Военный разгром Швеции был вполне осуществим. Однако, Стефан Баторий угрожал немедленным возобновлением военных действий в случае продолжения русского наступления. Такое упорство Польши объяснялось не политикой, а экономикой — балтийская торговля должна была приносить доход не России, а ганзейским городам, кредиторам короля. Сдерживало Москву и вторжение ногайцев в Камский край. После нашествия большой ногайской орды в 1580 г. не утихало и восстание луговой черемисы на Волге.

10 августа 1583 г. на реке Плюссе был заключено трехлетнее перемирие с Швецией, которая сохранила за собой завоеванные земли в Ливонии и Западной Карелии.

Французский автор XVI века де Ту пишет: «Так кончилась Московская война, в которой царь Иван плохо поддержал репутацию своих предков и свою собственную. Вся страна по Днепру до Чернигова и по Двине до Старицы, края Новгородский и Ладожский были вконец разорены. Царь потерял более трехсот тысяч человек, около 40000 были отведены в плен. Эти потери обратили области Великих Лук, Заволочья, Новгорода и Пскова в пустыню, потому что вся молодежь этого края погибла во время войны, а старшие не оставили по себе потомства».

Авторы того времени склонны к резким преувеличениям. Но, если учесть, что европейские противники вели Vernichtungskrieg, уничтожая пленных, истребляя и уводя в плен русское население, то северо-западная Россия действительно подверглась сильному опустошению.
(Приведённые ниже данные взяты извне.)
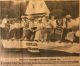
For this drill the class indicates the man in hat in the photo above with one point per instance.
(31, 29)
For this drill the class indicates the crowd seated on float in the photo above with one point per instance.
(41, 29)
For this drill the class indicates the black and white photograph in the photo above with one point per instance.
(39, 28)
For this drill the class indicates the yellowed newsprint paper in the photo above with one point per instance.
(39, 33)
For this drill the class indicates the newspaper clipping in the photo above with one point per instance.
(39, 33)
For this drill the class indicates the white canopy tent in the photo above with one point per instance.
(37, 7)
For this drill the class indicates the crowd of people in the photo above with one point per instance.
(41, 29)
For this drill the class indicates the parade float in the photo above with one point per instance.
(39, 9)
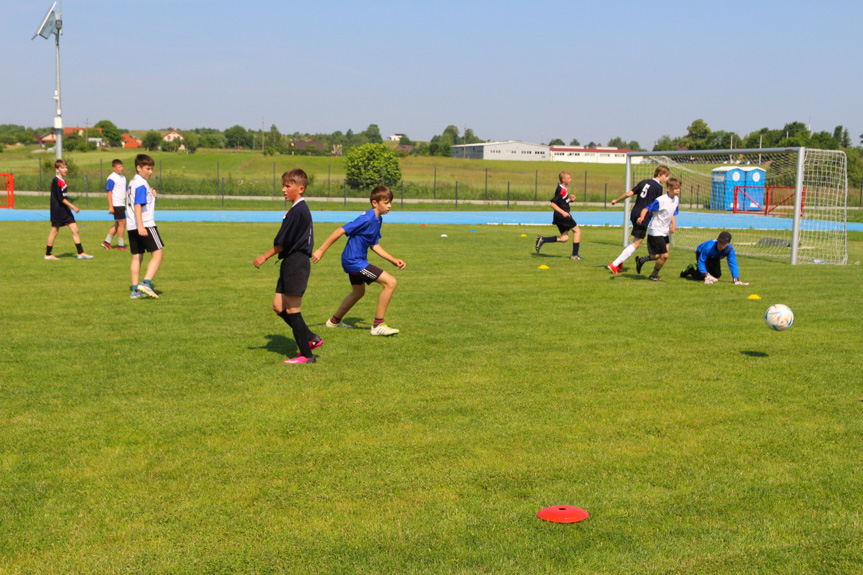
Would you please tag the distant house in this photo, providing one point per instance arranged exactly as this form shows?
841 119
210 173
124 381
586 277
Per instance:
172 135
130 142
На северо-западные земли пришлась и большая часть военных потерь России, потому что в войне более всего было задействовано поместное войско и посошная рать этого края.

Читая большинство российских и советских авторов, описывающих Ливонскую войну (за исключением, пожалуй, В. Королюка), не можешь отделаться от чувства, что они чужие русскому воинству того времени, что они презирают его, равнодушны к нему или вообще находятся на стороне врага.

Для марксиста западный европеец, пусть он и залит с головы до пят русской кровью — это «прогрессивное явление». Для российского либерала — носитель свободы. И марксисту, и либералу русский ратник XVI века, в лучшем случае, биологический предок.